What the Future Holds for the Reform Process?

Has the democratization process in Bahrain actually stopped, or has it only slowed down? And have traditional factions succeeded in not only halting the process but in also overturning it?

Some politicians and human rights activists believe that the strong surge of reforms, which began in the first years of the reform period, is now coming to a halt. Others say that traditional factions which oppose reform have succeeded in slowing down its pace. To what extent is this opinion true?

Up until now, there are no clear local standards that can be referred to in order to evaluate the democratization process, although there are international standards in this regard. Despite the fact that officials constantly stress that the reform process is still continuing, and both the public and political forces accept the idea of gradual reform, it must be admitted that the pace of the reform process has slowed down significantly throughout the past years.

Currently there is no time limit for the democratization process, for this issue is assessed by the higher authorities. Also, there is no clear agenda with regards to the steps that should be taken towards achieving a gradual transition. Therefore, ambiguities exist when analyzing the current situation and determining the outcome of the reform project.

Some desire a ‘constitutional monarchy’ in accordance with the Constitution and based on the principle of a peaceful transition of power. This includes allowing the opposition the opportunity to rule if it represents the majority. According to Tahir Hikmat – who is a member of the Board of Trustees of the Bahrain Institute for Political Development- this does not contradict the fact that the political system is a monarchy. Between the present situation and the final target is a long way filled with obstacles and uncertainties regarding the steps that need to be taken. This is despite the existence of an official document that is similar to a manifesto, which paints a picture of Bahrain in 2030.

It is worth mentioning here some of the reasons for the slowing-down of the political reform process and the modernization of the state’s apparatus and laws.
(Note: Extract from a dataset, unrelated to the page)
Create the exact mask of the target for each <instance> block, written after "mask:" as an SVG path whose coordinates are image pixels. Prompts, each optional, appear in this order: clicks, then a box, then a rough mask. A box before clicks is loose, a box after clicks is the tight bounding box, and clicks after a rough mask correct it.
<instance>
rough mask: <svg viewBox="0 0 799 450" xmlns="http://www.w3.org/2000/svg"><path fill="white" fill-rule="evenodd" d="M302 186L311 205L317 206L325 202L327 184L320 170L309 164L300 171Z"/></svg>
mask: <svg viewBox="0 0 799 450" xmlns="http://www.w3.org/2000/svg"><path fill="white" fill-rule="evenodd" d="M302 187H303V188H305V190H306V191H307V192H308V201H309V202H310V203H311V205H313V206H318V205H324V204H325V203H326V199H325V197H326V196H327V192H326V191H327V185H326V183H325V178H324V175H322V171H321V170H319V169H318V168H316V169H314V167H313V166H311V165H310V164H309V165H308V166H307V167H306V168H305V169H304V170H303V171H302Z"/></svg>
These are as follows:

- The continuing situation of fear and lack of trust between the Government and the opposition, for it seems that common grounds and dialogue between them are still very limited.

- The election of some anti- reform parties into the House of Representatives which has re-enforced the position of those opposing the reforms from within the Government.

- The continuation of the incitement of violence and riots for years which is regarded by some as a direct outcome of promoting public freedoms.

- The pressure exercised by undemocratic regional powers on the Bahraini experience in order to discourage reforms.

- The opposition’s poor parliamentary performance and their inability to encourage Government’s organs to accelerate the democratic transition process.

In his speech on 21 September 2009, the King stressed the continuation of his political reform project through the promotion of what he called ‘the foundations and pillars of the civil and constitutional state’. He also affirmed the importance of respecting human rights and freedom of expression through the use of legitimate and peaceful means. In addition to this, he vowed to continue with the existing reform policies in a gradual manner. State organs should translate the King’s words into actions in order to add more vitality to the political arena and restore momentum to the reform project as it was the case when the reform project first started.